Yes! We are definitely interested in these performance upgrades. While it is worth keeping in mind, lazy computation post data conversion is beyond scope of this issue (focused on the converter tool).

How might this dataset be compatible (or otherwise) with other Cytomining community work?

It is on the smaller size, 10-20GB is standard (I've seen SQLite up to 50GB!)

One other minor note, in case it makes a difference in your thinking:

Both of these approaches have the goal of a single large and sparse dataset

Our data are not sparse, they contain mostly non-zero elements.

[shntnu]

Now that @bunnech has a great solution for #195 (h/t @johnarevalo), would it be useful to create a tool right here in pycytominer to convert SQLite to Parquet? @bunnech already has code she is willing to contribute (as a stub, but she might not have the bandwidth to take it all the way through right now)
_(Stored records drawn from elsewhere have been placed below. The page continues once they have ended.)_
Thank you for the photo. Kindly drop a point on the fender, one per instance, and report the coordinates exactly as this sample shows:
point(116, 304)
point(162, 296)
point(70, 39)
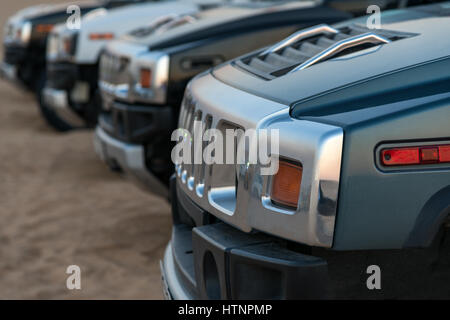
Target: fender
point(430, 219)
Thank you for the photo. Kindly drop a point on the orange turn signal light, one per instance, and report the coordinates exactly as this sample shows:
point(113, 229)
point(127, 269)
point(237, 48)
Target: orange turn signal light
point(146, 78)
point(417, 155)
point(44, 28)
point(101, 36)
point(286, 184)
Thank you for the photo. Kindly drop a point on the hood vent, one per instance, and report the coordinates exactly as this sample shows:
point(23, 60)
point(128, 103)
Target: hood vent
point(314, 45)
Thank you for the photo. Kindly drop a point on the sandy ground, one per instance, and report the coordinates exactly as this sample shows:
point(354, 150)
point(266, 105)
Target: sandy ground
point(60, 206)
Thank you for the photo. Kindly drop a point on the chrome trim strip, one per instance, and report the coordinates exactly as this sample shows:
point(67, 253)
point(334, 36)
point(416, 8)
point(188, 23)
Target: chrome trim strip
point(369, 37)
point(300, 35)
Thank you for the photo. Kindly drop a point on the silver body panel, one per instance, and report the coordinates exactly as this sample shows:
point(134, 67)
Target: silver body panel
point(317, 146)
point(129, 157)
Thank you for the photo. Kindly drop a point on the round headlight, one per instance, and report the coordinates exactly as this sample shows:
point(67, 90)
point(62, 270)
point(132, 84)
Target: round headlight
point(25, 32)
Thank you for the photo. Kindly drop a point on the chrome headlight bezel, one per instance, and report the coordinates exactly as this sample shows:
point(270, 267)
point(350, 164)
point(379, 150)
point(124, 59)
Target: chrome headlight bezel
point(56, 46)
point(18, 33)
Ideally, we'd create a separate tool (as @gwaybio suggested https://github.com/cytomining/pycytominer/issues/205#issue-1265100731) in https://github.com/cytomining/ after fully thinking through the design. But I wonder if it's wiser to start with what's easiest right now, which is to take @bunnech's script, clean it up a bit, and create a prototype that will help us think through how we can perfect it over time.

[gwaybio]

I believe @d33bs is working on this! My understanding is that it is almost done. @d33bs - can you comment?

[shntnu]

That’s fantastic - let us know when you get the chance @d33bs.

[gwaybio]

Current status in #213 FWIW (in case you're curious @shntnu !)

[d33bs]

Hi @shntnu and @gwaybio - I feel like the best thing to do would be for me to close #213, taking into account the performance improvements enabled via #219 from @bunnech . I'd love to assist with ongoing efforts here once the stub is in place.

[gwaybio]

Perfect! Ok, here's how I propose we move forward:

From @shntnu:

take @bunnech's script, clean it up a bit, and create a prototype that will help us think through how we can perfect it over time. @bunnech already has code she is willing to contribute (as a stub, but she might not have the bandwidth to take it all the way through right now)

Sounds great. @bunnech is this something you can take on? Can you file a pull request adding your prototype?

From @d33bs:

I'd love to assist with ongoing efforts here once the stub is in place.

Sounds good! I bet that once @bunnech posts the prototype, you can take charge and apply your learnings from #213 (especially in regards to testing) to take this through to merge.

[bunnech]

Yes, sounds good to me. I will add @d33bs as a co-author to the PR already. Will prepare something later today!

[gwaybio]

@d33bs - should we close this issue?

[d33bs]

@gwaybio - yes, I feel this can be closed. I think the work which @bunnech added is great and covers things well. Additionally, the work happening in cytomining/CytoTable#5 (among others) will hopefully add additional capabilities in the near future.